Tuesday, January 14th 2020, 3:20 pm - Several vulnerable marine species could disappear because they can’t survive in low-oxygen environments, but stuidies suggests there are ways to counteract some of the impacts of climate change.
In February 2017 German researchers detected a major change to our oceans -- marking the first in-depth look at how much oxygen is left in the world's water, using 50 years of data.
Except a few regions, oxygen -- an element that's essential to life on land and most marine organisms -- has decreased throughout the entire ocean, with the greatest loss in the North Pacific.
Warming water is part of the problem because it weakens circulation, meaning less oxygen is transported to the deep ocean.
As these levels decline, several vulnerable marine species could disappear because they can’t survive in low-oxygen environments.
But there is hope.
A 2019 study from Cardiff University suggests improved wastewater treatment and stricter regulations can counteract some of the impacts of climate change.
The team examined thousands of locations in England and Wales over twenty years.
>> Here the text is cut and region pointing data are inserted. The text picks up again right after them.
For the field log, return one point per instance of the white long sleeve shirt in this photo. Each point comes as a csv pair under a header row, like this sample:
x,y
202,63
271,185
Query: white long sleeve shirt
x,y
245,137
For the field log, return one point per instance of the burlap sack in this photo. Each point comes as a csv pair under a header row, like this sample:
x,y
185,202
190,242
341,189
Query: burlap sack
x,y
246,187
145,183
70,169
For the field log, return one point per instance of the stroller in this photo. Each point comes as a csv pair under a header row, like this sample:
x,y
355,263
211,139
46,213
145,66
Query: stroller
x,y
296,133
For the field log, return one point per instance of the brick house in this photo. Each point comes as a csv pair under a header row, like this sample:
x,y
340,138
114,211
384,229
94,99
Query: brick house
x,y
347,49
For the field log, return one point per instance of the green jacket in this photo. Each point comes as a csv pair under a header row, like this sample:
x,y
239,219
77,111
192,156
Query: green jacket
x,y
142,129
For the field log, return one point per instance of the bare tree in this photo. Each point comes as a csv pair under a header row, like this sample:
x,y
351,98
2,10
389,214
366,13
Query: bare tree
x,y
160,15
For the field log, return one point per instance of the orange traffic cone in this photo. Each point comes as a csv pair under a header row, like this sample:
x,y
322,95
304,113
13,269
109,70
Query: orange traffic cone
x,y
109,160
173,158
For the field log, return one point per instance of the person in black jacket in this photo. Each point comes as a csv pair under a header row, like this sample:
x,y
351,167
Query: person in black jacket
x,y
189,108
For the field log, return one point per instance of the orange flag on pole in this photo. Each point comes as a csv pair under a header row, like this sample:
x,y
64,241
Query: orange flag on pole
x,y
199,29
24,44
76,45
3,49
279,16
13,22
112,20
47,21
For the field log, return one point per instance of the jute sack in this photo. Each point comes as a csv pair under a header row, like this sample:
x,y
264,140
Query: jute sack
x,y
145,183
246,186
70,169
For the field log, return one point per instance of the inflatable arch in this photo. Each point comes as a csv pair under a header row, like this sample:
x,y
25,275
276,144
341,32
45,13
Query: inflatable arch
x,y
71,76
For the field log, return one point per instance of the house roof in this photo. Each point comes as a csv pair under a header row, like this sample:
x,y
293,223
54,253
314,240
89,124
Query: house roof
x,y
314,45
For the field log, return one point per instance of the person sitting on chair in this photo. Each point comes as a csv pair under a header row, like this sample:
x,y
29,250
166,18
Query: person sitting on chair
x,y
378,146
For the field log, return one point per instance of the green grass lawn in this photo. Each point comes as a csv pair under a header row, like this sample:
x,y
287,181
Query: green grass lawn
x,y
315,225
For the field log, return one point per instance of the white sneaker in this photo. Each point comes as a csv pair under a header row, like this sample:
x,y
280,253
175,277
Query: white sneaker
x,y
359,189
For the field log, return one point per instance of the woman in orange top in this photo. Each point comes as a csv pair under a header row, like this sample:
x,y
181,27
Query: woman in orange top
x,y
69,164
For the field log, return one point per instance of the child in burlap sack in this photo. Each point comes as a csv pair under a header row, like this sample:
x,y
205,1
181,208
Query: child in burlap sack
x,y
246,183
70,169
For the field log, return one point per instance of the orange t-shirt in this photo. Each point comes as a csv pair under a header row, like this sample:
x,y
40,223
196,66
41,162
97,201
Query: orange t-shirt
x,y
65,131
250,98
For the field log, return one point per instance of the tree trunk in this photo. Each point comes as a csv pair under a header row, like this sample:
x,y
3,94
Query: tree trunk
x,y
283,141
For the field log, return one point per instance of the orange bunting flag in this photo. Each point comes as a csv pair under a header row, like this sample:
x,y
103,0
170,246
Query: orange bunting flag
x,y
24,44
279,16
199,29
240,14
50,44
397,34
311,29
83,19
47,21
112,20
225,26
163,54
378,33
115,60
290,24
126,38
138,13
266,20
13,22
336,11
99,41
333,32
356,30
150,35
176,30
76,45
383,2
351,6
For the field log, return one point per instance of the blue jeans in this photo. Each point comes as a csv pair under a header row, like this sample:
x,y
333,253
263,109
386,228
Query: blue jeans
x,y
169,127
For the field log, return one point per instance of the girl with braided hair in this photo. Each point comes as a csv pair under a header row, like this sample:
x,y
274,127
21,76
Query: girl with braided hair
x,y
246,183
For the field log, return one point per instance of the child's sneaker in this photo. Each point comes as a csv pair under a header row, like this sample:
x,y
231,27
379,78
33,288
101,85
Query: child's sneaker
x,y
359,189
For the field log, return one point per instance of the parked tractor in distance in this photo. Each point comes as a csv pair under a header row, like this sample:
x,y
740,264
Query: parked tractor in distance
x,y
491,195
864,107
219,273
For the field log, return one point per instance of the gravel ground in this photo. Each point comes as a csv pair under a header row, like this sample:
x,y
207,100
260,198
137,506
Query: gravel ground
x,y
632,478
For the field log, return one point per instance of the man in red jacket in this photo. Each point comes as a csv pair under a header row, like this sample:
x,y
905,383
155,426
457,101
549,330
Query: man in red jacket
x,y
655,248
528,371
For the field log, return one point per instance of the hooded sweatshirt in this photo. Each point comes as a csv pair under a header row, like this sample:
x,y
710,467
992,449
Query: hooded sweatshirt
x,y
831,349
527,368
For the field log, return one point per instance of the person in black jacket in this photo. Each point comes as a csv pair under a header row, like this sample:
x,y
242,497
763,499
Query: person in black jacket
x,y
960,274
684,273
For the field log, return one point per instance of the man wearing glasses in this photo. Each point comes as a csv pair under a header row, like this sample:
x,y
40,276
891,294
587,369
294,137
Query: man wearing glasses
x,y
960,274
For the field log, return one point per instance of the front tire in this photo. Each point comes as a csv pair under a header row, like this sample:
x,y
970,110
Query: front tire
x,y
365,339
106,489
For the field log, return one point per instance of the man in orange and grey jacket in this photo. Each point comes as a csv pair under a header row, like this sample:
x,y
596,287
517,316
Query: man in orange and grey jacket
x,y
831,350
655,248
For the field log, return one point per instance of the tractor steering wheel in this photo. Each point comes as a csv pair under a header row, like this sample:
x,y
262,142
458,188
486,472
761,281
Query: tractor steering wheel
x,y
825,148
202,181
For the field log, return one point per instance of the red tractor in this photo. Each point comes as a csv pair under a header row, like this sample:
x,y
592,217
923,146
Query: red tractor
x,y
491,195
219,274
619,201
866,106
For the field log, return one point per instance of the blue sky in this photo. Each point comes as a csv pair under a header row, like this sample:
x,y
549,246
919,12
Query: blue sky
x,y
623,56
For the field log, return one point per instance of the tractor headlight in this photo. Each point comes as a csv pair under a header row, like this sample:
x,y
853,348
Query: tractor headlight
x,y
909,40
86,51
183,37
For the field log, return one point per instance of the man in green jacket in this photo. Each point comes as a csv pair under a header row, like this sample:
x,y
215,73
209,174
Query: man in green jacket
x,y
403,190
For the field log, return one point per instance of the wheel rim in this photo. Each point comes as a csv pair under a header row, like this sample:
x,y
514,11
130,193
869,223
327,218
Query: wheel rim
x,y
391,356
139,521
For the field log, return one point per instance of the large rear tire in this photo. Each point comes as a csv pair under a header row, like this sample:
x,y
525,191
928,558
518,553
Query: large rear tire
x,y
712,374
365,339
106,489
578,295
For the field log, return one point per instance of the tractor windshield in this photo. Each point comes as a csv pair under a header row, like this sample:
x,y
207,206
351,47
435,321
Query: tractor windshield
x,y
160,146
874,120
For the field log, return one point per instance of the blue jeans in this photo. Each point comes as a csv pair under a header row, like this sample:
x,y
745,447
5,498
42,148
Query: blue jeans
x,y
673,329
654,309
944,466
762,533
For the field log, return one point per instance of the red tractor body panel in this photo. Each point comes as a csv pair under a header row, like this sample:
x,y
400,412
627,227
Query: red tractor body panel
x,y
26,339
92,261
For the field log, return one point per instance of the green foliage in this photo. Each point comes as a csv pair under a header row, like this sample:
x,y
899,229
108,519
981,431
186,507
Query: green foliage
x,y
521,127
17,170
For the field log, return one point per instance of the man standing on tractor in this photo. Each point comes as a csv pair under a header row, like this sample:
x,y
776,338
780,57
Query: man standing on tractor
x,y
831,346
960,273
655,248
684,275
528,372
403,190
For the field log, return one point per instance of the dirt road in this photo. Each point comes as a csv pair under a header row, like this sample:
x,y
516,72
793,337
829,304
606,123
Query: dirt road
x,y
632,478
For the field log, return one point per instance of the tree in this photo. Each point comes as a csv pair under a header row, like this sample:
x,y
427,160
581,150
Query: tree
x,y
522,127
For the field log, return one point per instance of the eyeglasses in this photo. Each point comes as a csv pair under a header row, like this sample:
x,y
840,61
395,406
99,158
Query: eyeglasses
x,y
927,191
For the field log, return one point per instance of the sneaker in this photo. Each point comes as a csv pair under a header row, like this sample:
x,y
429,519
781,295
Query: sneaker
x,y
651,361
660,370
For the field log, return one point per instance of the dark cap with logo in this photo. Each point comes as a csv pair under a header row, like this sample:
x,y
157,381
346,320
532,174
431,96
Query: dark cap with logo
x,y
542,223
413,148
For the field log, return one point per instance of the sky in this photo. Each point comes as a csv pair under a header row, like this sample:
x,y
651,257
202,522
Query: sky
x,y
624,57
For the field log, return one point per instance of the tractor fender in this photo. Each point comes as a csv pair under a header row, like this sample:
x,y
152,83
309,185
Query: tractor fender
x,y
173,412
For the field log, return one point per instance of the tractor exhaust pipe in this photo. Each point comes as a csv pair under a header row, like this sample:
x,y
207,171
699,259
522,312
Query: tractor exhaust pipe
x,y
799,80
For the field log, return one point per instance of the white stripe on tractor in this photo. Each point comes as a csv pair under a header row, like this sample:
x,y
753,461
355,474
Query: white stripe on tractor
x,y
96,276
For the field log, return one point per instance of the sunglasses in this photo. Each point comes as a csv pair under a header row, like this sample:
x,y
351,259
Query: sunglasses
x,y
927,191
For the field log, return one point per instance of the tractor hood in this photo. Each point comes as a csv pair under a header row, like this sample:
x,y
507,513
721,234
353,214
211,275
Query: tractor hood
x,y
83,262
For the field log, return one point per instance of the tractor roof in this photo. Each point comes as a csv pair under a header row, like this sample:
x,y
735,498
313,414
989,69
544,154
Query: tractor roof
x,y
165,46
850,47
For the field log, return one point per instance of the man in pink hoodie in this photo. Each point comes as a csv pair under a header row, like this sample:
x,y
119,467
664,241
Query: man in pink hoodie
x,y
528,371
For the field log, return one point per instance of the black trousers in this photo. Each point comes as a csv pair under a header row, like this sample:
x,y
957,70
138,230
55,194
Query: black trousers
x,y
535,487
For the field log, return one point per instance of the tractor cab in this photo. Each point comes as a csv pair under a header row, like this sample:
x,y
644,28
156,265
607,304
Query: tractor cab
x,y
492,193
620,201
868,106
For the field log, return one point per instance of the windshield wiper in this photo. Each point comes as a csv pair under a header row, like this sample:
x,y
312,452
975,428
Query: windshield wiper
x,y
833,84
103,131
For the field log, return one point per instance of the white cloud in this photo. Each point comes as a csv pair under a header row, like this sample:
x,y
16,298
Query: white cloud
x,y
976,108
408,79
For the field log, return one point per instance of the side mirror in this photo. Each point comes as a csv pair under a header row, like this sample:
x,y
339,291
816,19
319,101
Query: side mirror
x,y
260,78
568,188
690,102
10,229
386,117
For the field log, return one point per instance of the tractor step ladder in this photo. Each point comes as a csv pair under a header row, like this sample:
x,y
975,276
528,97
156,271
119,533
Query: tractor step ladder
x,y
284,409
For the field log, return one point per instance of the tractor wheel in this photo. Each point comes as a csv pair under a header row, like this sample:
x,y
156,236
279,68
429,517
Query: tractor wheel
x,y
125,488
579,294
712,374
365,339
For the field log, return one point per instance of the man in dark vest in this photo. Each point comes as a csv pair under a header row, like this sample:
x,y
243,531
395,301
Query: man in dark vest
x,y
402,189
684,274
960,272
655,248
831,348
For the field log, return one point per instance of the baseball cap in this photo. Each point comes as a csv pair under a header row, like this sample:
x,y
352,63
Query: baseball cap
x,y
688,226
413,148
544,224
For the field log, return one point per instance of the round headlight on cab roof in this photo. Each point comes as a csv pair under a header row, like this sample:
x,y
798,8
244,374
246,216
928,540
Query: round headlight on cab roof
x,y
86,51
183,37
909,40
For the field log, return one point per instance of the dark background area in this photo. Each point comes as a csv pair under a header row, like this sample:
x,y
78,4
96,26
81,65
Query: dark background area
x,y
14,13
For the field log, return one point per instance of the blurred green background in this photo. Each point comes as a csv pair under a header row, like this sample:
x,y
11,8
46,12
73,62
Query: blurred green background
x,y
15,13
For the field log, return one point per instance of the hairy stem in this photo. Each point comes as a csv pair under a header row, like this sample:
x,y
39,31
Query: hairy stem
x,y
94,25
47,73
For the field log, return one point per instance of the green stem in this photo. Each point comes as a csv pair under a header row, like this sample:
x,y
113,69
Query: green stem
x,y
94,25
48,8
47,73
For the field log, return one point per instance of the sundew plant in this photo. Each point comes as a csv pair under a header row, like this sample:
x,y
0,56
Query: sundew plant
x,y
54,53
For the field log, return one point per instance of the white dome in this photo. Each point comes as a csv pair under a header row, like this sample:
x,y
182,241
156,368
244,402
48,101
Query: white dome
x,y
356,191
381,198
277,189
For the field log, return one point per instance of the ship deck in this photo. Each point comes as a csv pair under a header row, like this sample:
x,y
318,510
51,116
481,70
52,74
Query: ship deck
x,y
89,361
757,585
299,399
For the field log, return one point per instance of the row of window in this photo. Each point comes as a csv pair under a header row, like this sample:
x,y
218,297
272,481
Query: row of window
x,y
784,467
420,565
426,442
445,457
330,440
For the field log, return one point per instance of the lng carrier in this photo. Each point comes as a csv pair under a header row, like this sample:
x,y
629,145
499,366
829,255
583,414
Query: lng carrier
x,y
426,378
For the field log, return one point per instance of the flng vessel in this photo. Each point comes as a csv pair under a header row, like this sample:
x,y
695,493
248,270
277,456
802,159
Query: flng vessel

During that time, average water temperatures increased by 0.6 degrees Celsius, but improvements in water quality offset the heating by 0.8 degrees.
"Globally, freshwaters are amongst our most threatened habitats, showing some of the largest species declines and fastest rates of extinction," lead author Dr. Ian Vaughan from Cardiff University's Water Research Institute said in a statement.
"Many freshwater species are very sensitive to temperature, with as little as a 0.5°C increase having large effects. Despite rising temperatures, many rivers in England and Wales have continued to recover from historical pollution problems over recent decades, suggesting that ongoing water quality improvements offset temperature rises."
While pollution control is not a "cure" for the impacts of climate change on waterways, Dr. Vaughan says the findings suggest water mitigation efforts could serve as a "tool" in reducing negative, climate-change related impacts to local ecosystems.